Assessments of the impacts of climate change typically require information at scales of 10 km or less. Such a resolution will not be achieved by global climate models for many years. We have developed an alternative to explicit resolution that can meet the needs of climate change impact assessment now. We have applied to a global climate model a physically-based subgrid-scale treatment of the influence of orography on temperature, clouds, precipitation, and land surface hydrology. The treatment represents subgrid variations in surface elevation in terms of fractional area distributions of discrete elevation classes. For each class it calculates the height rise/descent of air parcels traveling through the grid cell, and applies the influence of the rise/descent to the temperature and humidity profiles of the elevation class. Cloud, radiative, and surface processes are calculated separately for each elevation class using the same physical parameterizations used by the model without the subgrid parameterization. The simulated climate fields for each elevation class can then be distributed in post-processing according to the spatial distribution of surface elevation within each grid cell. Parallel 10-year simulations with and without the subgrid treatment have been performed. The simulated temperature, precipitation and snow water are mapped to 2.5 minute (~5 km) resolution and compared with gridded analyses of station measurements.
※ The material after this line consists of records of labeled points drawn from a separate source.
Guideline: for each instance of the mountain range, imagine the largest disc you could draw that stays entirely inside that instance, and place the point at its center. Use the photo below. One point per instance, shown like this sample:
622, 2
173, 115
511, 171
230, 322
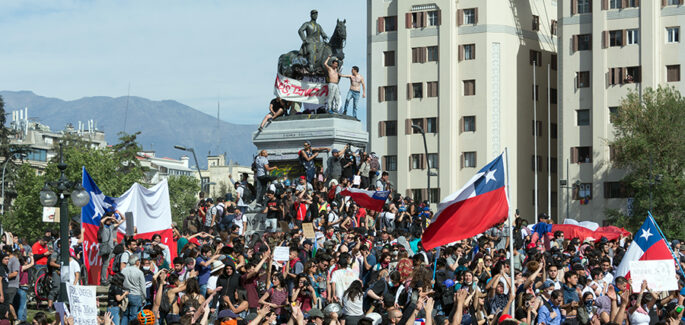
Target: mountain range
162, 124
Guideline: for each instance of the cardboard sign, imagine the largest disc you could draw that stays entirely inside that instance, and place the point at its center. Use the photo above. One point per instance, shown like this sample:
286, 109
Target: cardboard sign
50, 214
281, 253
82, 302
660, 275
308, 229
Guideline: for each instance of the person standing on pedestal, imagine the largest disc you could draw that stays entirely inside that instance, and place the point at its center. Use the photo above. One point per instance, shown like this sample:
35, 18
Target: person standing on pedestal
356, 84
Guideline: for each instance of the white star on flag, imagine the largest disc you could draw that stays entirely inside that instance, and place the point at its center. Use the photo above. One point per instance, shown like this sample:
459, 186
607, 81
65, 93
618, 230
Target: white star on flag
490, 175
646, 234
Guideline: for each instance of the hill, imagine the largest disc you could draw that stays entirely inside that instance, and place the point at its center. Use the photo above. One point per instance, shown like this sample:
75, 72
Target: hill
162, 124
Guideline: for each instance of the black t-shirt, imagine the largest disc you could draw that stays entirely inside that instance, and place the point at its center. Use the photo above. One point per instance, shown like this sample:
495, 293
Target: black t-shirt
273, 214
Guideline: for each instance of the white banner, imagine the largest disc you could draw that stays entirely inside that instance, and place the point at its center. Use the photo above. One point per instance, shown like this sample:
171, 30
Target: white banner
660, 275
300, 91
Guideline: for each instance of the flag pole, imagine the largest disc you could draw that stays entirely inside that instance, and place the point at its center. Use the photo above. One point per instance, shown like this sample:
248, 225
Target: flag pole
668, 244
511, 230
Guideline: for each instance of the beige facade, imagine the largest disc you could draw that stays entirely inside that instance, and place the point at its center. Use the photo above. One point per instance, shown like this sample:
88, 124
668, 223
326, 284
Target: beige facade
606, 49
462, 70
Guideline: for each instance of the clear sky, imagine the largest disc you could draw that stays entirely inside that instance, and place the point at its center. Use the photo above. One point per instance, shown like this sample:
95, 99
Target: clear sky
189, 51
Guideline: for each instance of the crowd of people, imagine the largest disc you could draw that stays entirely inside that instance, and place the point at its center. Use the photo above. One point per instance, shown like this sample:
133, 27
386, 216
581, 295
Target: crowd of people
359, 267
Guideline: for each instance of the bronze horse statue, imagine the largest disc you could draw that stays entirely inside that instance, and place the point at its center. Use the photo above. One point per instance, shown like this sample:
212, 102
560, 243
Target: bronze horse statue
295, 65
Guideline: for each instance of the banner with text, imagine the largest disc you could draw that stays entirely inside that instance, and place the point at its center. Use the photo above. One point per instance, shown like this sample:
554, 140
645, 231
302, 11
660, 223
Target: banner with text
300, 91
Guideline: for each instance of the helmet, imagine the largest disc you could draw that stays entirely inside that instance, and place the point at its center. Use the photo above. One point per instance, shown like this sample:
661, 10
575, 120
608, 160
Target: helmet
146, 317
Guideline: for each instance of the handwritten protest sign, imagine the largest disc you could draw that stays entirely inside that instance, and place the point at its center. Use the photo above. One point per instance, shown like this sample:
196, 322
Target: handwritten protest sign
281, 253
660, 275
82, 304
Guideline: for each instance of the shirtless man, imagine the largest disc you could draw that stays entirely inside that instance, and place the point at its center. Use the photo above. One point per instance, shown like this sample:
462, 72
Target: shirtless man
356, 80
333, 90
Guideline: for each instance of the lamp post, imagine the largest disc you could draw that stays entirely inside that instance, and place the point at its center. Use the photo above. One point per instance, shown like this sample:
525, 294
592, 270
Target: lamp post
425, 148
197, 165
48, 198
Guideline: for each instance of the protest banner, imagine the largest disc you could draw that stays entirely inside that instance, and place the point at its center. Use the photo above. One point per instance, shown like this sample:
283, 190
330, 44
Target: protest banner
660, 275
82, 303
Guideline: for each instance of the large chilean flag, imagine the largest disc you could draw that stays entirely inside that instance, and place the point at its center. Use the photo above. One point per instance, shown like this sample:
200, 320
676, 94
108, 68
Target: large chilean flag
479, 205
647, 245
151, 211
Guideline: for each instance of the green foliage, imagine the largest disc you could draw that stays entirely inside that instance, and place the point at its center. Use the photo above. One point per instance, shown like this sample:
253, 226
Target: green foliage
650, 146
183, 195
114, 169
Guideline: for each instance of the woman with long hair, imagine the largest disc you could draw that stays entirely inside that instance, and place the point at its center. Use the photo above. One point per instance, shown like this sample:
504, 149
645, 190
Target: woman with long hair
353, 302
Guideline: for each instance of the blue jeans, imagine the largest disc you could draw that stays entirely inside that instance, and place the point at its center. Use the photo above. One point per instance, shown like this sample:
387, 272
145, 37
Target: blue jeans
21, 313
116, 314
354, 95
135, 305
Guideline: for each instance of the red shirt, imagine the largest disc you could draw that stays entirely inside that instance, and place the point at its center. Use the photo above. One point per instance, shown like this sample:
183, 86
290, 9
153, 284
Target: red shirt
39, 249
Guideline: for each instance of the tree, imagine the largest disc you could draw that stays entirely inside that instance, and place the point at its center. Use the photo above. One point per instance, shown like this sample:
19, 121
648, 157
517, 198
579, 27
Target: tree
183, 195
650, 146
112, 168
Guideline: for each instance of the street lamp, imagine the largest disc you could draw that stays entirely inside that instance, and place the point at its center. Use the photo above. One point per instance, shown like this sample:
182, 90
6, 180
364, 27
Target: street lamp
197, 165
48, 198
425, 148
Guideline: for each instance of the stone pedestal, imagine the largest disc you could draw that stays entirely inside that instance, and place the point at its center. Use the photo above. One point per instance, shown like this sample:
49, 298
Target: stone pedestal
284, 137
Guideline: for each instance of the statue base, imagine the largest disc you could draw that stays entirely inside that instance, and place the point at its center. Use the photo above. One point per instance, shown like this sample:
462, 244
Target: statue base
284, 137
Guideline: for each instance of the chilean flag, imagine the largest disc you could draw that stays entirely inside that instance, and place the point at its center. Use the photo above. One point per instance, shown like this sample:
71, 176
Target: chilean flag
478, 206
647, 245
374, 200
151, 211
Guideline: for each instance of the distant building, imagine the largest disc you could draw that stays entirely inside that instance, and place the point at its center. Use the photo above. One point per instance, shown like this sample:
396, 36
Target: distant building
215, 177
161, 168
42, 141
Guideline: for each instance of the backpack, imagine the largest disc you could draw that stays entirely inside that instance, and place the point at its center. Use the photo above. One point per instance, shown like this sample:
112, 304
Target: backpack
165, 306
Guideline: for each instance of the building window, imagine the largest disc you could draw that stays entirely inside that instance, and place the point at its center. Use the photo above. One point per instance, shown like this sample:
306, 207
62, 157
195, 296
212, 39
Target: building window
582, 42
583, 79
537, 128
387, 128
431, 125
672, 34
532, 163
584, 6
433, 160
390, 163
613, 111
432, 53
387, 24
583, 117
673, 73
389, 58
433, 18
468, 124
387, 93
582, 191
468, 159
467, 52
417, 161
469, 87
633, 36
615, 190
535, 57
470, 16
580, 155
616, 38
432, 89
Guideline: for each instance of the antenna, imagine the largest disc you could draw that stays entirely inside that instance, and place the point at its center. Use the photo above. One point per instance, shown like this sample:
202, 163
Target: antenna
128, 95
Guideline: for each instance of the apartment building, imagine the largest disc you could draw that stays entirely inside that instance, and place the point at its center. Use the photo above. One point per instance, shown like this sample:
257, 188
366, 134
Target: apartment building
463, 71
606, 49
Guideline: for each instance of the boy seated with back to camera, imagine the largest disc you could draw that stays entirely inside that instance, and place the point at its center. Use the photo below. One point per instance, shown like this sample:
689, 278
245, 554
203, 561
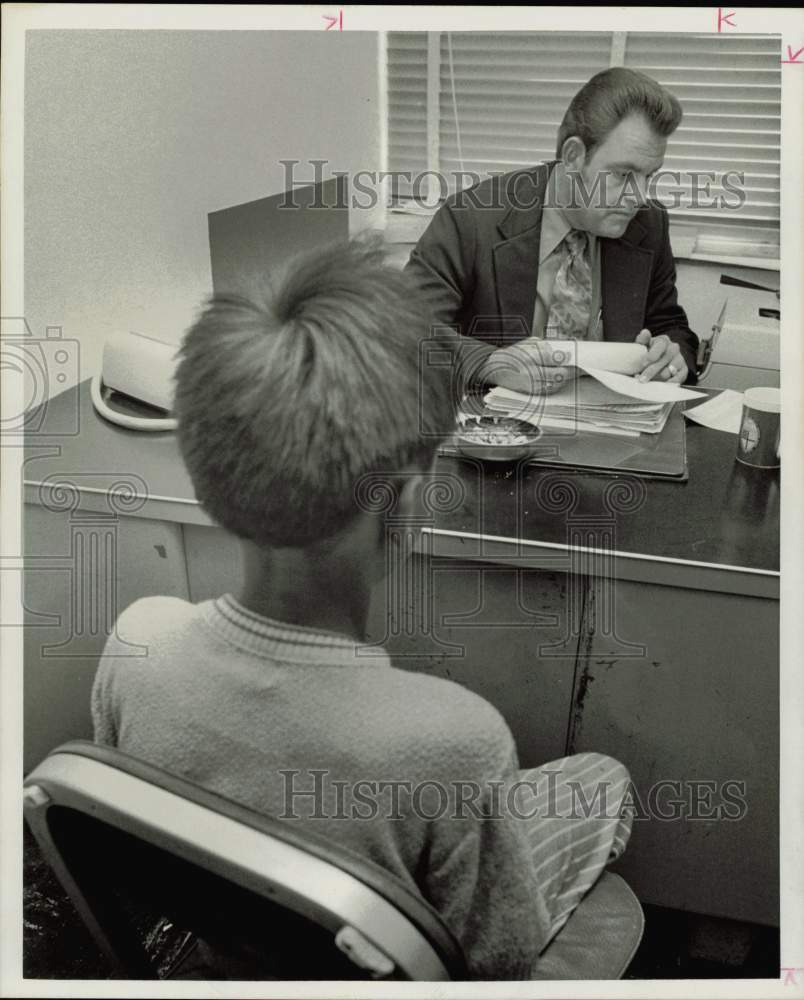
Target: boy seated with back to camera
287, 406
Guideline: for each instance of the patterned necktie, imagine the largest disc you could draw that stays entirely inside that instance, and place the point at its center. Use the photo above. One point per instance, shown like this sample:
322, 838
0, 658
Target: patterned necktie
568, 318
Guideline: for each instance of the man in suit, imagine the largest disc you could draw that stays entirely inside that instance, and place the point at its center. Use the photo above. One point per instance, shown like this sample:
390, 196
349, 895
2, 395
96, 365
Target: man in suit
572, 249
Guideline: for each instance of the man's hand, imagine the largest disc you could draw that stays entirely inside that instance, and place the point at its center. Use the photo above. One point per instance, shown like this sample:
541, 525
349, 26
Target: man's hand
530, 367
664, 361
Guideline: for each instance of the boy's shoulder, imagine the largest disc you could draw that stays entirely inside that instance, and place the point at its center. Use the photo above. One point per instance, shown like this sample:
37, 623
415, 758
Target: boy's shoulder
439, 710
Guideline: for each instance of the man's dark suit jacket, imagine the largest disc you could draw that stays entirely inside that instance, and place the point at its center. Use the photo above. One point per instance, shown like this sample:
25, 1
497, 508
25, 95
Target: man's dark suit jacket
478, 262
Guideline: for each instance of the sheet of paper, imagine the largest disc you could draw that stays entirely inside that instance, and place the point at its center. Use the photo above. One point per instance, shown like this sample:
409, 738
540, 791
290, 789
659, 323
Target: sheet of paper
722, 413
650, 392
606, 355
614, 365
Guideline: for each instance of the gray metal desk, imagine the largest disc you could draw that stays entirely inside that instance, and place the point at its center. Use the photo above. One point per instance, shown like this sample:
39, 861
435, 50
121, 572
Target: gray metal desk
636, 618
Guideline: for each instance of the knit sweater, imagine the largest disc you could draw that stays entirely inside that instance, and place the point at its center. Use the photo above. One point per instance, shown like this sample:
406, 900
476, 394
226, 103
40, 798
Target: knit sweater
250, 708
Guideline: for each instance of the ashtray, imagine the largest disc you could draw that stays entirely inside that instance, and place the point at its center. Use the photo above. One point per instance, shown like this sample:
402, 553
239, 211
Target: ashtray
496, 438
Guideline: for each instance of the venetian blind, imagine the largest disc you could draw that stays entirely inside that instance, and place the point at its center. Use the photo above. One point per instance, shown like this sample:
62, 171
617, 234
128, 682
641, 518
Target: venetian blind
486, 102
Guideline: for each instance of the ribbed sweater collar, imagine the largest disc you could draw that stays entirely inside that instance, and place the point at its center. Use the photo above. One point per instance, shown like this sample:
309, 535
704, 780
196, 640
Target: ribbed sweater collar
275, 640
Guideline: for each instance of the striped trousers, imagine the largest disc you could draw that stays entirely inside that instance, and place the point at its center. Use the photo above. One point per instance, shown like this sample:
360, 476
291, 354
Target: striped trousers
578, 822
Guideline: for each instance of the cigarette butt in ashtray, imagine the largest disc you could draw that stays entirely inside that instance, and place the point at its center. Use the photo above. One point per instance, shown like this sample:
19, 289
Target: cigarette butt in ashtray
760, 428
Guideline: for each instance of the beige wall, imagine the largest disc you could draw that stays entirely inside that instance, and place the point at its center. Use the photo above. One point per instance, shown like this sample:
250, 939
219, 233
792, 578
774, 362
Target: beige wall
132, 137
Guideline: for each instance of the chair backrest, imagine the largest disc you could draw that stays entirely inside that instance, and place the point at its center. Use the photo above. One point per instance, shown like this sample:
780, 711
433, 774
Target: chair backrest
120, 833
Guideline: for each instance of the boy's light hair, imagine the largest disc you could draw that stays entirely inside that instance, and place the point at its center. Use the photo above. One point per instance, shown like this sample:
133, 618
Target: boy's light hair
284, 400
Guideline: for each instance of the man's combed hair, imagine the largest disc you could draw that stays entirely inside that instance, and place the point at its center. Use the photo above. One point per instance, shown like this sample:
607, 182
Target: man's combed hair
285, 400
602, 103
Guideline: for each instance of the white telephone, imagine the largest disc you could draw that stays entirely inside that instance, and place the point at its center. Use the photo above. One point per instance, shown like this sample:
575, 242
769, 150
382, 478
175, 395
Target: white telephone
137, 376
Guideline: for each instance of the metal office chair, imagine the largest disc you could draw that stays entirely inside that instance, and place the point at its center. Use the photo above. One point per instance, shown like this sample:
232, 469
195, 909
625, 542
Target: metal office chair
130, 843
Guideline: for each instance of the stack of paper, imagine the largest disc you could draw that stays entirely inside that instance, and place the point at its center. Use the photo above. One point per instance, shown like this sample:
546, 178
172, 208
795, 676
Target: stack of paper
582, 405
607, 400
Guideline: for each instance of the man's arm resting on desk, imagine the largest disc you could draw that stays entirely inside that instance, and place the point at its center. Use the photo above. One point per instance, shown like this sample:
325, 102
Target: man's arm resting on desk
443, 263
664, 317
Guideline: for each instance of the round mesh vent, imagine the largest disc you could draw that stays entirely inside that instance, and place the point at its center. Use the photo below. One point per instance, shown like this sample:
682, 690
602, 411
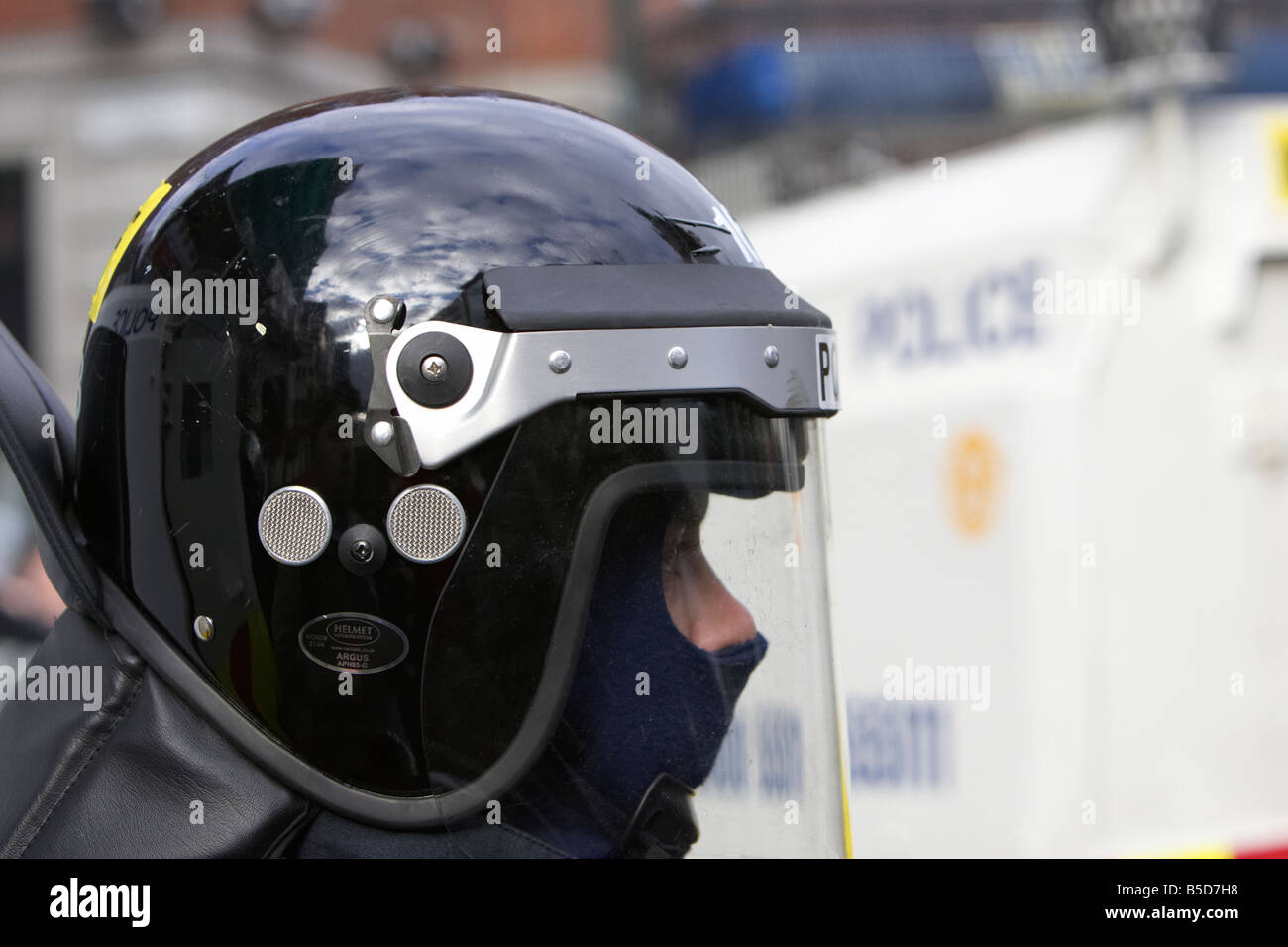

The simulation with the subgrid scheme produces a much more realistic distribution of snow water and significantly more realistic distributions of temperature and precipitation than the simulation without the subgrid scheme. Moreover, the grid cell means of most other fields are virtually unchanged by the subgrid scheme. This suggests that the tuning of the climate model without the subgrid scheme is also applicable to the model with the scheme.